Because everything with the Camel Prom Mom is a three-ring circus, she and two of her employees dressed up as mermaids for her June 11 ShopRite debut. (Shuler had considered installing a giant aquarium, but wisely nixed the idea because of liability concerns.) Next to the refrigerated section is a giant photo of her smile face.

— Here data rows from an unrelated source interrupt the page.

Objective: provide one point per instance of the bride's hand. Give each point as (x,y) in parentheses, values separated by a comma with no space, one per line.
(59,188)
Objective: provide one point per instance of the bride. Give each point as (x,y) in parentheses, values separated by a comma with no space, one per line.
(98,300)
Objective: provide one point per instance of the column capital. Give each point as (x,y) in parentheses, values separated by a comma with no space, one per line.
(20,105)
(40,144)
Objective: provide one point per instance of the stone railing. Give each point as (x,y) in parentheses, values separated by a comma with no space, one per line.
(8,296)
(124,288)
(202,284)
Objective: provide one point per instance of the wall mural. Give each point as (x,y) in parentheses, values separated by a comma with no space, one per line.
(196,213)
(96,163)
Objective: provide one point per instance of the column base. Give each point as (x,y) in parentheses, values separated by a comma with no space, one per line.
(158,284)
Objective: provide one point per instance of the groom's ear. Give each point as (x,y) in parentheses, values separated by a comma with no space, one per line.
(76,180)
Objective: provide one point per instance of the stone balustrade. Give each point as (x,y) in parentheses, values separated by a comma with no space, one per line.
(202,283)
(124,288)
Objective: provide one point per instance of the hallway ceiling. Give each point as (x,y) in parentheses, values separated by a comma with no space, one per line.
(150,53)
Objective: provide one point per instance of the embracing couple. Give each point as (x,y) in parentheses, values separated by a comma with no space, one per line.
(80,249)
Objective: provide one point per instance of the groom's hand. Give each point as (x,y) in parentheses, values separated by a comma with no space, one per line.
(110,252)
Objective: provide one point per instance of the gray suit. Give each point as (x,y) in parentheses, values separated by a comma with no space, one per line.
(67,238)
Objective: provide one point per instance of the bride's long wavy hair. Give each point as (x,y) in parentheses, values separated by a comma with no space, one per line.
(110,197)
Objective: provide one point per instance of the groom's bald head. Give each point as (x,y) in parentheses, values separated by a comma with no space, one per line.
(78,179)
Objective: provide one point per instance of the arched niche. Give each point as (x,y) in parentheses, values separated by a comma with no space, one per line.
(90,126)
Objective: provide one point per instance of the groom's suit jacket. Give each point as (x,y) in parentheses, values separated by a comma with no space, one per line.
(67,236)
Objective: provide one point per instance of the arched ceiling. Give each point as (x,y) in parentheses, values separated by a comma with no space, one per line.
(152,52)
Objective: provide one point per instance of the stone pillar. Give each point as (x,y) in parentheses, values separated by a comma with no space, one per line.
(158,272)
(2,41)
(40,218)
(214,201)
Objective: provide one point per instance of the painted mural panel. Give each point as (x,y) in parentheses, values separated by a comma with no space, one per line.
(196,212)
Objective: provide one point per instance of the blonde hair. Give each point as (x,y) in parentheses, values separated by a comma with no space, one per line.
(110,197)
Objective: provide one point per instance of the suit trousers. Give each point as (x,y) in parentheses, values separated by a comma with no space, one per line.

And just like that, the North Philly single mother — who famously hired a live camel for her son’s extravagant Dubai-themed prom sendoff before pleading guilty to Social Security fraud earlier this year — has gotten the second chance of a lifetime.

“I think Saudia is special. She has a God-given talent that she hasn’t been able to use in the right way prior to this whole incident,” Brown said. “Being a person who gives a lot of people second chances and having great success with that, I just saw her potential and thought it would be wrong to waste that potential in jail when she could be making such a difference in the world. I thought that my help could get her there.”

Shuler pleaded guilty in January to illegally collecting $37,000 in disability payments. In May, U.S. District Judge Juan R. Sanchez ordered the 44-year-old entrepreneur to serve six months on house arrest and three years on probation. She also was ordered to make restitution. Brown advised her to prioritize paying back the federal government, which she claims to have done.

“I told her I thought that was the right thing to do. It’s a just dark cloud that’s hanging over you that’s unnecessary, and that she should clean all of that up,” he said. “She could do everything the right way and could afford to do that, and that’s the way to do it.”

If Shuler’s smart — and I believe she is — she’ll keep listening to Brown.

Clearly, she didn’t get certain lessons growing up. She never got a chance to study entrepreneurship at Wharton. Heck, Shuler never even made it to Community College of Philadelphia or culinary school. She got her start selling platters out of her rowhouse.

These days, workers make the seafood salad inside the Nicetown ShopRite kitchen. The search is on for a manufacturer to mass produce Shuler’s recipe, which includes lump crabmeat, shrimp, pasta, “secret sauce,” and imitation crabmeat that Shuler jokingly calls “mermaid meat.”

I don’t know Shuler well enough to vouch for how she funds her extravagant, over-the-top productions — including that epic Wakanda-themed prom sendoff in 2018 that featured a live black panther. Nor am I privy to the inner workings of Country Cookin’, her takeout business in Swampoodle.

But I do know that Shuler is a marketing whiz. Her generosity is legendary.

I was glad to hear Brown speak up for her so eloquently at her sentencing. Brown’s a believer in second chances. His track record of hiring ex-offenders has garnered national attention.

“So many people thought, ‘She’s down, she’ll never get back up.' That’s sad,” Shuler told me. “But Mr. Brown and the Brown ShopRite family, they didn’t turn their back on me.”

Their collaboration benefits both Shuler and ShopRite.

You might say it’s gotten the Camel Prom Mom over the hump.